You are viewing a plain text version of this content. The canonical link for it is here.

Posted to user@spark.apache.org by Steve Lindemann <sr...@gmail.com> on 2015/07/05 23:47:26 UTC

efficiently accessing partition data for datasets in S3 with SparkSQL

I'm trying to use SparkSQL to efficiently query structured data from
datasets in S3. The data is naturally partitioned by date, so I've laid it
out in S3 as follows:

s3://bucket/dataset/dt=2015-07-05/
s3://bucket/dataset/dt=2015-07-04/
s3://bucket/dataset/dt=2015-07-03/
etc.

In each directory, data for the given date would be written as Parquet
(although that's not a hard requirement if there's a more efficient way to
do it). I have data going back a couple of decades, so we're looking at
thousands of partitions. In each partition, the day's data is anywhere from
100MB to 5GB.

Most queries only use data from one to five partitions (i.e., they filter
on the partition column very tightly). Ideally, I would like my queries to
run quickly in this case, ignoring data in irrelevant partitions and only
accessing data in the required partitions. However, early tests seem to
show Spark reading Parquet metadata for all files in the dataset, even
those excluded by a predicate filter (and pruned by DataSourceStrategy).
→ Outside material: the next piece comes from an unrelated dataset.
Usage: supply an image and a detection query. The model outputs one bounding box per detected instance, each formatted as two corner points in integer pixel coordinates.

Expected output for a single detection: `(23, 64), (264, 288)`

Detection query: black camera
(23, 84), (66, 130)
The result of this is that a query that should take about a second or two,
spends a minute or more reading metadata for irrelevant partitions before
extracting the data of interest. This greatly limits my ability to use the
system, since a very common use case to run a script, download query data
into a file, and return (now, running the script takes 1m instead of 2-3s).

Am I missing something here? It feels to me like this is something that
should be easy, but I'm not finding it to be. Can anyone suggest why this
might be happening? Am I approaching this problem the wrong way?

Thanks for your help.